Several commercial molecular genetic tests are now available that purport to have improved diagnostic sensitivity and specificity for indeterminate thyroid FNAs. There are presently two commercially available tests currently on the market that may be used in conjunction with fine-needle aspiration: Veracyte Afirma ^® gene classifier and Asuragen miRInform™ thyroid panel. Veracyte uses a multigene expression classifier that compares gene expression from mRNA isolated from needle washings during a standard FNA to 167 genes that have been identified by Veracyte as characteristic of the genetic signatures of both benign and malignant thyroid nodules. These specific genes analyzed in this assay are not identified in their publications. In one study, the sensitivity is 92 % and specificity is 52 %, making this a useful rule-out test that can effectively identify benign nodules [13]. However, the clinical applicability of this test needs further confirmation. For example, does this high sensitivity to detect benign nodules apply in select groups of patients (e.g., older patients with a 5 cm nodule). The Asuragen panel, on the other hand, detects several of the key mutations involved with PTC, including BRAF, Ras, RET, and PAX8/PPar gamma. It is primarily used as a rule-in test with a high predictive specificity (98 %), meaning a positive test is likely malignant [14]. However, perhaps 50–70 % of PTC does not harbor one of these mutations. Therefore, a test that identifies a mutation is helpful whereas a negative test does not exclude the presence of thyroid cancer. These tests have promising roles in the management of PTC, but experience with molecular genetics remains limited, and should be interpreted on a case by case basis. At present, most clinicians may use one of these molecular tests and there are limited studies assessing the utility of using both tests in the same patient. There are, of course, additional cost considerations.

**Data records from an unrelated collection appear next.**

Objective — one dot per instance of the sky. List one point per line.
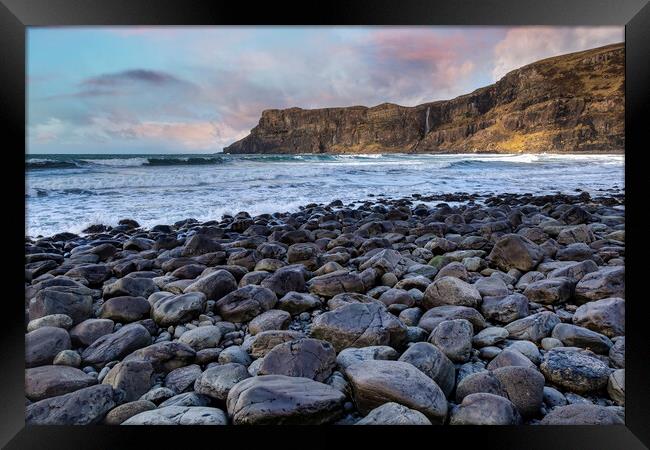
(198, 89)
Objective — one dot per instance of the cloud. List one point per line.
(525, 45)
(150, 77)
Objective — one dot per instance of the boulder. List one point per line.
(431, 361)
(88, 331)
(582, 414)
(394, 414)
(375, 382)
(115, 346)
(513, 251)
(335, 283)
(451, 291)
(216, 381)
(245, 303)
(606, 282)
(125, 309)
(295, 303)
(482, 381)
(214, 285)
(285, 280)
(43, 344)
(73, 301)
(576, 371)
(132, 377)
(179, 415)
(280, 400)
(272, 319)
(485, 409)
(524, 386)
(606, 316)
(82, 407)
(200, 338)
(575, 336)
(359, 325)
(164, 356)
(130, 287)
(506, 309)
(174, 309)
(308, 358)
(350, 356)
(454, 339)
(433, 317)
(550, 291)
(50, 381)
(534, 327)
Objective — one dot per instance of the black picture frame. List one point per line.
(17, 15)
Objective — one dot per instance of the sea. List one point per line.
(71, 192)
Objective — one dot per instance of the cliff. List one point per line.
(568, 103)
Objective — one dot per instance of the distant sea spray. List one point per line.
(70, 192)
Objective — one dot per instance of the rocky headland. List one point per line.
(565, 104)
(454, 309)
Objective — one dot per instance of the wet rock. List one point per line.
(131, 287)
(308, 358)
(350, 356)
(115, 346)
(179, 415)
(451, 291)
(375, 382)
(75, 302)
(534, 327)
(273, 319)
(433, 363)
(335, 283)
(217, 381)
(433, 317)
(88, 331)
(245, 303)
(127, 410)
(50, 381)
(125, 309)
(82, 407)
(606, 316)
(295, 303)
(43, 344)
(132, 377)
(483, 381)
(524, 386)
(484, 409)
(575, 336)
(278, 399)
(550, 291)
(582, 414)
(164, 356)
(394, 414)
(214, 285)
(575, 370)
(514, 251)
(454, 338)
(202, 337)
(359, 325)
(174, 309)
(606, 282)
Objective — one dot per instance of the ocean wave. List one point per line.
(46, 163)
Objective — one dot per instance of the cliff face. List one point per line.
(569, 103)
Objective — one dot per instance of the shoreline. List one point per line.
(456, 197)
(499, 309)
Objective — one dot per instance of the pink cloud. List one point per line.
(524, 45)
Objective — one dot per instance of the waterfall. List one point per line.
(426, 123)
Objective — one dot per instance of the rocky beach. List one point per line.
(450, 309)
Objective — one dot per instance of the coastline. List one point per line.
(351, 298)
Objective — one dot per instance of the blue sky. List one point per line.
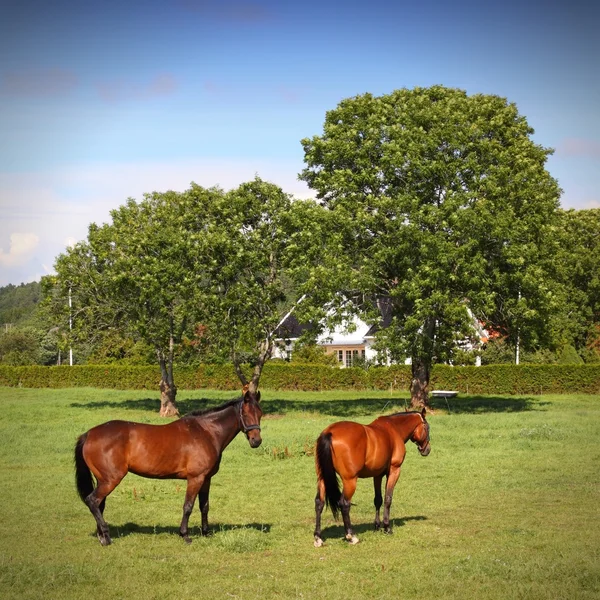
(101, 101)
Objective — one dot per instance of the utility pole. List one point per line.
(70, 328)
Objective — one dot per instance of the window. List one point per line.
(348, 358)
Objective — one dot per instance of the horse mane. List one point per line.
(405, 412)
(207, 411)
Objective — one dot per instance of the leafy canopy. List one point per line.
(445, 205)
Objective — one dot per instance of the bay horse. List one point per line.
(352, 450)
(188, 448)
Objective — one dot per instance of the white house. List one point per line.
(347, 343)
(353, 341)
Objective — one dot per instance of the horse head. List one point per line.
(250, 415)
(420, 435)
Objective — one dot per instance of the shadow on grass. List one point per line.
(347, 408)
(117, 531)
(337, 531)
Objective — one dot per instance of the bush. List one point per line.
(495, 379)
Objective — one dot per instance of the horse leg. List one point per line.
(319, 504)
(349, 487)
(203, 502)
(390, 483)
(96, 502)
(193, 487)
(378, 501)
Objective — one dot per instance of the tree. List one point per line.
(575, 267)
(138, 275)
(221, 268)
(261, 253)
(446, 205)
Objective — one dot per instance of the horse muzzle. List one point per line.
(254, 440)
(426, 450)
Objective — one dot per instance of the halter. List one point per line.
(246, 428)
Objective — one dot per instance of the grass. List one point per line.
(506, 506)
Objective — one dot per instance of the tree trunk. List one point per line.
(168, 389)
(419, 386)
(168, 406)
(266, 348)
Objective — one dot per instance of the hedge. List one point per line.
(492, 379)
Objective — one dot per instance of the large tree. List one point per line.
(262, 252)
(575, 266)
(137, 275)
(224, 267)
(445, 203)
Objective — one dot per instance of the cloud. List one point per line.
(21, 249)
(38, 83)
(580, 147)
(121, 90)
(227, 11)
(57, 206)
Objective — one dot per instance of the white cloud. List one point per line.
(57, 206)
(22, 246)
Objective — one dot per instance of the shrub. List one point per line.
(493, 379)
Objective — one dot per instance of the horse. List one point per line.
(188, 448)
(352, 450)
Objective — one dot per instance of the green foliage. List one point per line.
(575, 270)
(18, 303)
(203, 275)
(494, 379)
(444, 204)
(19, 347)
(569, 356)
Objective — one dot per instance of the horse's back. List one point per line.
(145, 449)
(349, 443)
(360, 450)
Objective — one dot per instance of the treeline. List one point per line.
(433, 208)
(31, 333)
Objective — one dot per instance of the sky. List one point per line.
(103, 101)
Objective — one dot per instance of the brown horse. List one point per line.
(189, 448)
(352, 450)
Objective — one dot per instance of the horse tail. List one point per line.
(83, 475)
(326, 471)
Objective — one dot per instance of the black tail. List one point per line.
(328, 474)
(83, 475)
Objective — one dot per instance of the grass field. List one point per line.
(507, 505)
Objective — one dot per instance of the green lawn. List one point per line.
(507, 505)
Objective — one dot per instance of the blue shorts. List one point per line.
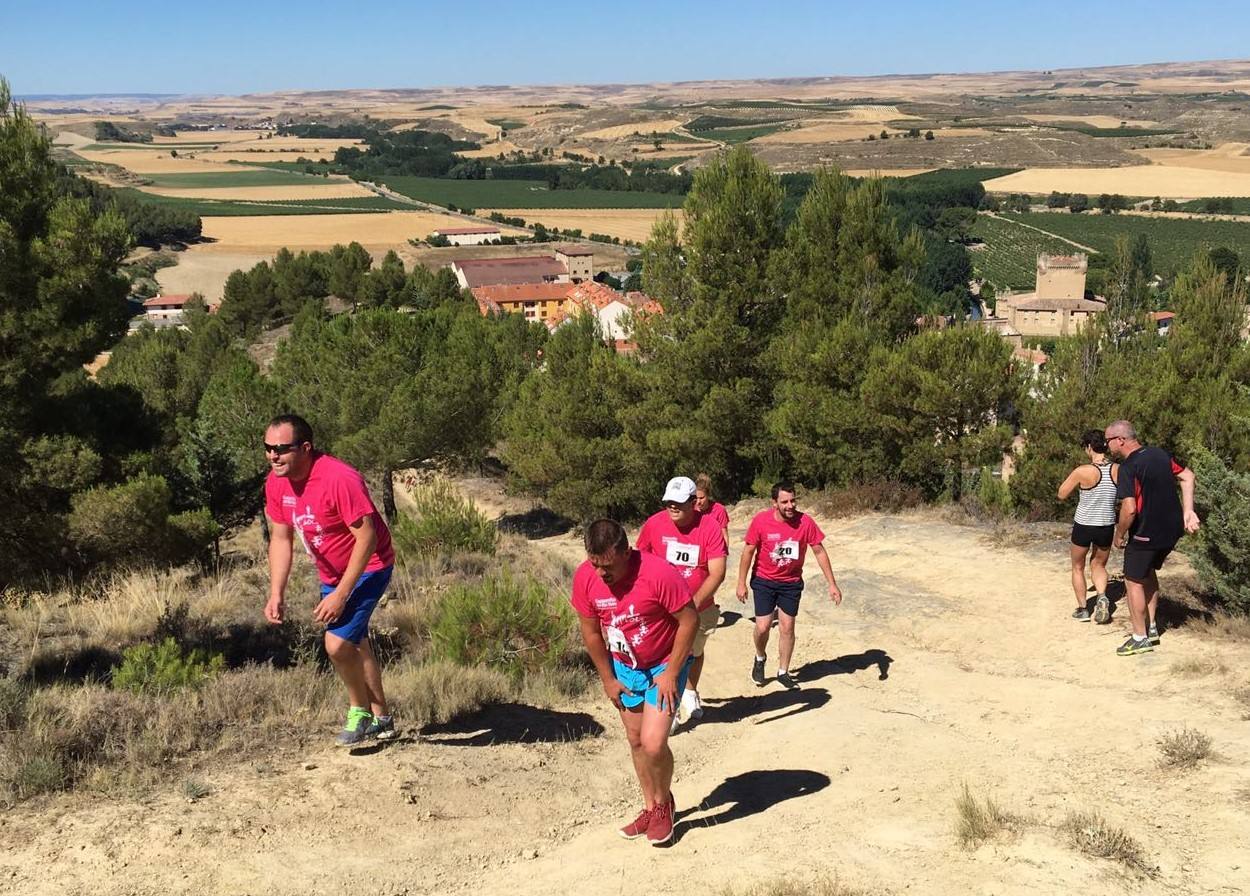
(641, 681)
(770, 595)
(353, 624)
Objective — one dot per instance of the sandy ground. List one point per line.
(315, 189)
(204, 269)
(1094, 120)
(826, 133)
(644, 128)
(1233, 158)
(628, 224)
(1169, 181)
(950, 661)
(151, 161)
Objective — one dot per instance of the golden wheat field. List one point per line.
(628, 224)
(1168, 181)
(270, 233)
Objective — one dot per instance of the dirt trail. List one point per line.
(949, 661)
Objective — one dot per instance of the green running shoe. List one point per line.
(1134, 646)
(355, 731)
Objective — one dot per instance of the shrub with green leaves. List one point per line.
(1221, 550)
(444, 521)
(164, 667)
(504, 621)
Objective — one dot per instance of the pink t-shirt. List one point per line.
(688, 552)
(783, 546)
(636, 612)
(321, 510)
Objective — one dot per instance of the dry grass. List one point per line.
(1183, 749)
(270, 233)
(628, 224)
(821, 885)
(1169, 181)
(1195, 666)
(980, 820)
(1090, 834)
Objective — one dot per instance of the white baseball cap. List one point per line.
(679, 489)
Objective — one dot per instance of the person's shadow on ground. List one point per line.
(749, 794)
(846, 665)
(736, 709)
(513, 724)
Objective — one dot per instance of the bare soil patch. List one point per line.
(914, 686)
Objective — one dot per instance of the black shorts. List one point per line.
(1140, 561)
(770, 595)
(1099, 536)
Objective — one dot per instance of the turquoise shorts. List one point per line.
(641, 682)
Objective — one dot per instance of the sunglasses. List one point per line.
(281, 449)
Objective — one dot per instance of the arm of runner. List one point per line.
(666, 682)
(715, 576)
(593, 636)
(1128, 511)
(366, 540)
(835, 594)
(1186, 480)
(279, 570)
(744, 570)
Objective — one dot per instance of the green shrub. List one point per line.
(164, 667)
(516, 625)
(444, 521)
(1221, 551)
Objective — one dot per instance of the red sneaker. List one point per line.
(639, 826)
(660, 830)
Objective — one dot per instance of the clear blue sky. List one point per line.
(229, 46)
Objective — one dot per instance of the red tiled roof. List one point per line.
(168, 300)
(506, 294)
(521, 270)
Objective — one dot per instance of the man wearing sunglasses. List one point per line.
(326, 504)
(1150, 521)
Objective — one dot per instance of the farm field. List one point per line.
(523, 194)
(1009, 251)
(1173, 243)
(628, 224)
(215, 208)
(268, 234)
(1168, 181)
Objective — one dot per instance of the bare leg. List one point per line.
(1136, 594)
(1151, 589)
(373, 679)
(1098, 567)
(349, 665)
(785, 642)
(1076, 554)
(761, 634)
(695, 671)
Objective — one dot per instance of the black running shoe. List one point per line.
(758, 672)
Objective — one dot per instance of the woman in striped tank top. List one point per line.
(1094, 525)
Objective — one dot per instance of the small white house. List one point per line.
(469, 236)
(165, 309)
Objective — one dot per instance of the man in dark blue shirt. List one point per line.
(1150, 522)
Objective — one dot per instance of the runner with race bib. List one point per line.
(638, 624)
(776, 545)
(694, 546)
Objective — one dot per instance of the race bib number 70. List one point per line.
(679, 554)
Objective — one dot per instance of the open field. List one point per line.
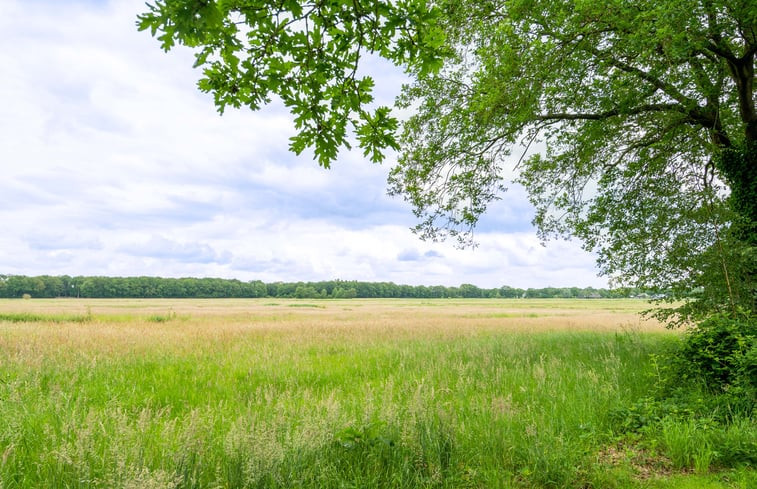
(338, 393)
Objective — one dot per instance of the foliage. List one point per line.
(643, 113)
(13, 286)
(721, 353)
(308, 54)
(643, 116)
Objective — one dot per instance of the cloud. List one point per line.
(165, 249)
(115, 164)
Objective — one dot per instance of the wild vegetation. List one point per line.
(360, 393)
(13, 286)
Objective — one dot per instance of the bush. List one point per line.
(721, 352)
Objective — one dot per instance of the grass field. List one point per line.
(343, 394)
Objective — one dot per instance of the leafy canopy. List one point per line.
(632, 105)
(642, 112)
(307, 53)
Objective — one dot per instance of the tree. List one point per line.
(643, 112)
(307, 53)
(646, 116)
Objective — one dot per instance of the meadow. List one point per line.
(347, 394)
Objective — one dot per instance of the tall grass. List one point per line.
(258, 396)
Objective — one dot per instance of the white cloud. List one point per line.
(114, 164)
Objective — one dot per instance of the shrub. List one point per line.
(721, 352)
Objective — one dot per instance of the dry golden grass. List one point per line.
(126, 326)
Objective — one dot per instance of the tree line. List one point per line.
(47, 286)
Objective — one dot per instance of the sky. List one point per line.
(113, 163)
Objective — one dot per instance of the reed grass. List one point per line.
(248, 394)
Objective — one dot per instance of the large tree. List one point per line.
(631, 123)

According to the American Thyroid Association (ATA) revised guidelines on the management and treatment of differentiated thyroid cancer from 2009, the initial surgical option for those with a tumor size of >1 cm, is a near-total or total thyroidectomy, as was done in the case of this patient. Thyroid lobectomy should be reserved for those with low risk disease, micropapillary carcinoma, unifocality, absence of lymph nodes, and no personal history of head and neck irradiation. All patients with FNA-proven differentiated thyroid cancer should be staged pre-operatively and undergo a neck ultrasound with node mapping evaluating the contralateral lobe and lymph nodes for the presence of disease [6]. Performing lymph node dissection at the time of thyroidectomy is controversial, and surgical expertise is warranted. Postoperatively, serum thyroglobulin and thyroglobulin antibodies should be monitored serially on all patients.